THE ROLE OF CREATINE IN PROMOTING OLIGODENDROCYTE SURVIVAL AND MODULATING AXONAL MITOCHONDRIA IN THE CNS

Abstract

Oligodendrocytes maintain neuronal integrity in the central nervous system (CNS). Chronic oligodendrocyte loss, a feature of the demyelinating disorder multiple sclerosis (MS), contributes to axonal dysfunction. Current therapies reduce MS severity, but do not prevent disease progression, characterized by accumulated chronic demyelination and neurodegeneration. Pharmacological compounds that promote oligodendrocyte survival and maintain neuronal integrity would be beneficial for MS. One such candidate is creatine, a cytoprotective organic acid involved in ATP buffering. As the creatine-synthesizing enzyme guanidinoacetate-methyltransferase (Gamt) is most highly expressed in oligodendrocytes in the CNS, these cells are likely the primary source of creatine in the brain. Intriguingly, human creatine deficiencies are characterized by severe neurological deficits, indicating that neurons are also heavily reliant on creatine. Therefore, the overarching goals of this dissertation were to investigate how creatine-mediated modulation of mitochondrial function affects 1) oligodendrocyte lineage cell proliferation, progression, differentiation, and survival under basal and injury conditions and 2) neuronal morphology and mitochondrial dynamics.

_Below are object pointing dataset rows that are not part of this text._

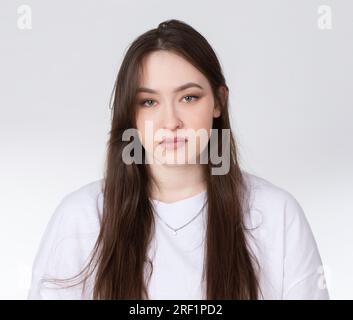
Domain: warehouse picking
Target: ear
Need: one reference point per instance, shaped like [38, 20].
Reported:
[223, 94]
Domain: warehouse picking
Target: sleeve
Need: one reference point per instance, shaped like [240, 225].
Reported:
[55, 257]
[303, 270]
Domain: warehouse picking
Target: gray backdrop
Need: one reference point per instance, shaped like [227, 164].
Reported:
[290, 76]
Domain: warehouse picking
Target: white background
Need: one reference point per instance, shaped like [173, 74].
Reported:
[291, 105]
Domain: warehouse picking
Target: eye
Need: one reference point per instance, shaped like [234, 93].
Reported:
[189, 100]
[144, 101]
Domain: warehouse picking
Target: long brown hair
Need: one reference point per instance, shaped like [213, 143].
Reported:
[127, 224]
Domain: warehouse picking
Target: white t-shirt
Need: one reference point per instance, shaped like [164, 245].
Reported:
[282, 241]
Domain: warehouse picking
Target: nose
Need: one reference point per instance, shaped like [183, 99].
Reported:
[170, 117]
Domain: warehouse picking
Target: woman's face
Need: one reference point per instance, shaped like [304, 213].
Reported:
[174, 100]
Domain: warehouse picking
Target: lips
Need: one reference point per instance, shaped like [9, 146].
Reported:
[173, 140]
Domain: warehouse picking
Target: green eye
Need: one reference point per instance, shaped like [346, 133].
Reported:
[196, 97]
[143, 102]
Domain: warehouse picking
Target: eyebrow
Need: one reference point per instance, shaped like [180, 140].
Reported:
[181, 88]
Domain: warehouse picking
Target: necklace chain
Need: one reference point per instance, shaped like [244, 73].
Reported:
[183, 226]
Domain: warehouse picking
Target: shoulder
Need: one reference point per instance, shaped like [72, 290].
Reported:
[271, 205]
[68, 239]
[80, 209]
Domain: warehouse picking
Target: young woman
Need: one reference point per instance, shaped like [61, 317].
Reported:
[164, 229]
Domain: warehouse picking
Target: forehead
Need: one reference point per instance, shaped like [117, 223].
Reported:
[165, 70]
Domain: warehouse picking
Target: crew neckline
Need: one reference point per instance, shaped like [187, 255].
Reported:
[181, 211]
[191, 198]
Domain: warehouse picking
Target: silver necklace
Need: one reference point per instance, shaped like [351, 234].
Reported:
[175, 230]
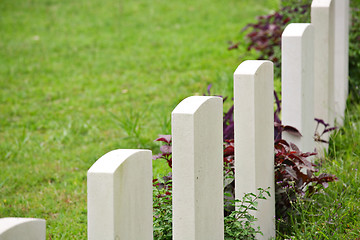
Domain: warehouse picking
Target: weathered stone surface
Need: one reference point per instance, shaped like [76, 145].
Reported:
[297, 79]
[120, 196]
[254, 137]
[197, 151]
[22, 229]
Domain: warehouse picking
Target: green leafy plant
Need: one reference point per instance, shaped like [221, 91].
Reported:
[162, 207]
[264, 36]
[239, 224]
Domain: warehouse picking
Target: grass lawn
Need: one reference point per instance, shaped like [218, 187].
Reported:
[81, 78]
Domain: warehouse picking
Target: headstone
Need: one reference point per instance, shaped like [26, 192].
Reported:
[297, 84]
[322, 18]
[120, 196]
[254, 138]
[22, 229]
[197, 151]
[341, 63]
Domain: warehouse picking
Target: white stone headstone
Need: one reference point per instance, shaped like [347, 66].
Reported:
[197, 151]
[341, 62]
[322, 18]
[254, 137]
[297, 84]
[120, 196]
[22, 229]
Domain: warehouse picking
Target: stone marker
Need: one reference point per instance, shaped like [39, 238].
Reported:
[120, 196]
[341, 60]
[197, 151]
[22, 229]
[254, 138]
[322, 18]
[297, 84]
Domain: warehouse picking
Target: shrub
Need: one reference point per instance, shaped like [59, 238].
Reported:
[264, 36]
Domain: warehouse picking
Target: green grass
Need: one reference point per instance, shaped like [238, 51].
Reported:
[74, 75]
[334, 212]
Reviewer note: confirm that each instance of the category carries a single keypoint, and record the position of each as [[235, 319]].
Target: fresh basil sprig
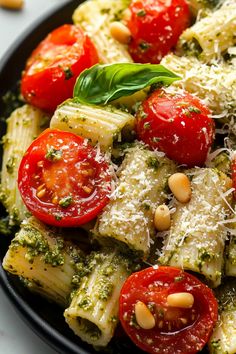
[[101, 84]]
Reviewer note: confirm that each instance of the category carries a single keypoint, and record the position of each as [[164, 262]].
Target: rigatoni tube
[[197, 236], [95, 17], [223, 339], [102, 125], [93, 312], [129, 217], [44, 260]]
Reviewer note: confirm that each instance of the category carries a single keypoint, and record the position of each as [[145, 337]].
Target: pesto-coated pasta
[[95, 16], [102, 125], [93, 312], [223, 339], [212, 35], [230, 255], [128, 218], [23, 126], [197, 236], [214, 84], [44, 260]]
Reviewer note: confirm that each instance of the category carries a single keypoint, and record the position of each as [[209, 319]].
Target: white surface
[[15, 336]]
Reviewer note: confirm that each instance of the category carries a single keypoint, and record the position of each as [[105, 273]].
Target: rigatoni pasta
[[93, 312], [197, 236], [44, 260], [101, 125], [95, 17], [128, 218], [213, 35]]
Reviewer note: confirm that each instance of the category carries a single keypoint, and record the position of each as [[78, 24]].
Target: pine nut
[[183, 300], [162, 218], [126, 15], [12, 4], [120, 32], [180, 186], [144, 316]]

In this study, creatine directly increased mitochondrial ATP production in purified mouse oligodendrocyte lineage cell cultures, and exerted robust protection of oligodendrocytes by preventing cell death in both naïve and lipopolysaccharide (LPS)-treated mixed glia. Moreover, lysolecithin-mediated demyelination in Gamt-deficient mice did not affect oligodendrocyte precursor cell (OPC) recruitment, but resulted in exacerbated apoptosis of regenerated oligodendrocytes in CNS lesions. Remarkably, creatine administration into mice with demyelinating injury reduced oligodendrocyte apoptosis, thereby increasing oligodendrocyte density and myelin basic protein (MBP) staining in CNS lesions. Creatine did not affect the recruitment of macrophages/microglia into lesions, suggesting that creatine affects oligodendrocyte survival independent of inflammation. These results demonstrate a novel function for creatine in promoting oligodendrocyte viability during CNS remyelination.

This work also demonstrates a crucial role for creatine in modulating neuronal mitochondria. Gamt-deficient neurons exhibited aberrant neuronal respiration and axonal mitochondrial dynamics, which likely contributed to their reduced morphological complexity. Alternatively, addition of creatine or oligodendrocyte-derived secreted factors lowered the density of stationary axonal mitochondria, suggesting reduced energetic burden in treated neurons. Overall, this work demonstrates that creatine treatment may be beneficial for normalizing mitochondrial function in order to protect CNS cells in neurological disease.